In [14]:
from transformers import AutoTokenizer
from transformers import DistilBertForTokenClassification
import torch
from labels import id2label

In [15]:
tokenizer = AutoTokenizer.from_pretrained("seelennebel/AM_tokenizer")    
model = DistilBertForTokenClassification.from_pretrained("seelennebel/AM")

In [16]:
def output_AM(text):
    inputs = tokenizer(text, return_tensors="pt", truncation=True, padding=True, max_length=512)
    outputs = model(**inputs)

    probabilities = torch.nn.functional.softmax(outputs.logits, dim=-1)
    predicted_labels = torch.argmax(probabilities, dim=-1)
    predicted_classes = []
    for value in predicted_labels[0]:
        predicted_classes.append(id2label[int(value)])

    decoded_tokens = []
    decoded_text = ""
    for i, input_id in enumerate(inputs["input_ids"][0]):
        if predicted_labels[0][i] != 0:
            decoded_tokens.append(id2label[int(predicted_labels[0][i])])
        else:
            decoded_tokens.append(tokenizer.decode(input_id))
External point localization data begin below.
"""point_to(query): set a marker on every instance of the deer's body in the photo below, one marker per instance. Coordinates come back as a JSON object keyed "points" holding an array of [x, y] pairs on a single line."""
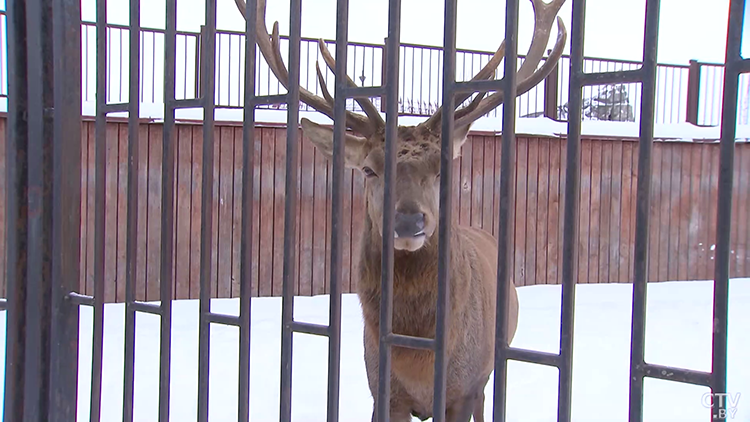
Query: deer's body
{"points": [[471, 327], [473, 266]]}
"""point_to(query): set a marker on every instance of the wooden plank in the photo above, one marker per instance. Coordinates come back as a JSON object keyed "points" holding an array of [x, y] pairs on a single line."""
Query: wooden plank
{"points": [[664, 210], [195, 210], [615, 216], [216, 220], [542, 211], [456, 194], [497, 142], [319, 225], [346, 253], [740, 220], [627, 219], [358, 224], [477, 179], [696, 239], [279, 196], [519, 261], [267, 188], [675, 213], [532, 186], [561, 209], [584, 213], [605, 211], [633, 209], [121, 217], [86, 277], [298, 212], [237, 172], [704, 209], [488, 183], [154, 188], [595, 211], [183, 205], [655, 221], [465, 179], [257, 168], [225, 169], [685, 245], [327, 260], [553, 216], [307, 174], [735, 233], [713, 205], [3, 217]]}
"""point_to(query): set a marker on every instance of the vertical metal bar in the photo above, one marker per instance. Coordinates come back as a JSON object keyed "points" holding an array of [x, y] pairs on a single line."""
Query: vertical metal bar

    truncated_decoded_tokens = []

    for token in decoded_tokens:
        if token == "[CLS]" or token == "[SEP]":
            continue
        if token[:2] == "I-" and token in id2label.values():
            continue 
        else:
            truncated_decoded_tokens.append(token)

    decoded_text = tokenizer.convert_tokens_to_string(truncated_decoded_tokens)

    print(decoded_text)

In [17]:
print(id2label)

{0: 'O', 1: 'B-CITY', 2: 'I-CITY', 3: 'B-SOCIALNUM', 4: 'I-SOCIALNUM', 5: 'B-CREDITCARDNUMBER', 6: 'I-CREDITCARDNUMBER', 7: 'B-EMAIL', 8: 'I-EMAIL', 9: 'B-IDCARDNUM', 10: 'I-IDCARDNUM', 11: 'B-GIVENNAME', 12: 'I-GIVENNAME', 13: 'B-BUILDINGNUM', 14: 'B-PASSWORD', 15: 'I-PASSWORD', 16: 'B-USERNAME', 17: 'I-USERNAME', 18: 'B-TAXNUM', 19: 'I-TAXNUM', 20: 'B-SURNAME', 21: 'I-SURNAME', 22: 'B-STREET', 23: 'I-STREET', 24: 'B-ZIPCODE', 25: 'I-ZIPCODE', 26: 'B-DATEOFBIRTH', 27: 'I-DATEOFBIRTH', 28: 'B-TELEPHONENUM', 29: 'I-TELEPHONENUM', 30: 'B-ACCOUNTNUM', 31: 'I-ACCOUNTNUM', 32: 'B-DRIVERLICENSENUM', 33: 'I-DRIVERLICENSENUM', 34: 'I-BUILDINGNUM'}


### Demonstration

In [18]:
text = """
Hello,
My name is Andrii Amitan. My student ID: GH1024543.
I am from Ukraine. I am 20 years old.
My address is Reiherweg, 4a,
Potsdam 14469.
"""
output_AM(text)

Hello, My name is B-GIVENNAME B-SURNAME. My student ID : B-IDCARDNUM. I am from B-CITY. I am 20 years old. My address is B-CITY, B-BUILDINGNUM, B-CITY.


In [19]:
text = """
Hello,

My name is Andrii Amitan. I would like to know if you received a payment from this credit card number:
6491736501947563
"""
output_AM(text)

Hello, My name is B-GIVENNAME B-SURNAME. I would like to know if you received a payment from this credit card number : B-CREDITCARDNUMBER


In [20]:
text = """
Hello,

I would like to know where to send my documents.
Is your email: SECRETemail@gmail.com?
"""
output_AM(text)

Hello, I would like to know where to send my documents. Is your email : B-EMAIL?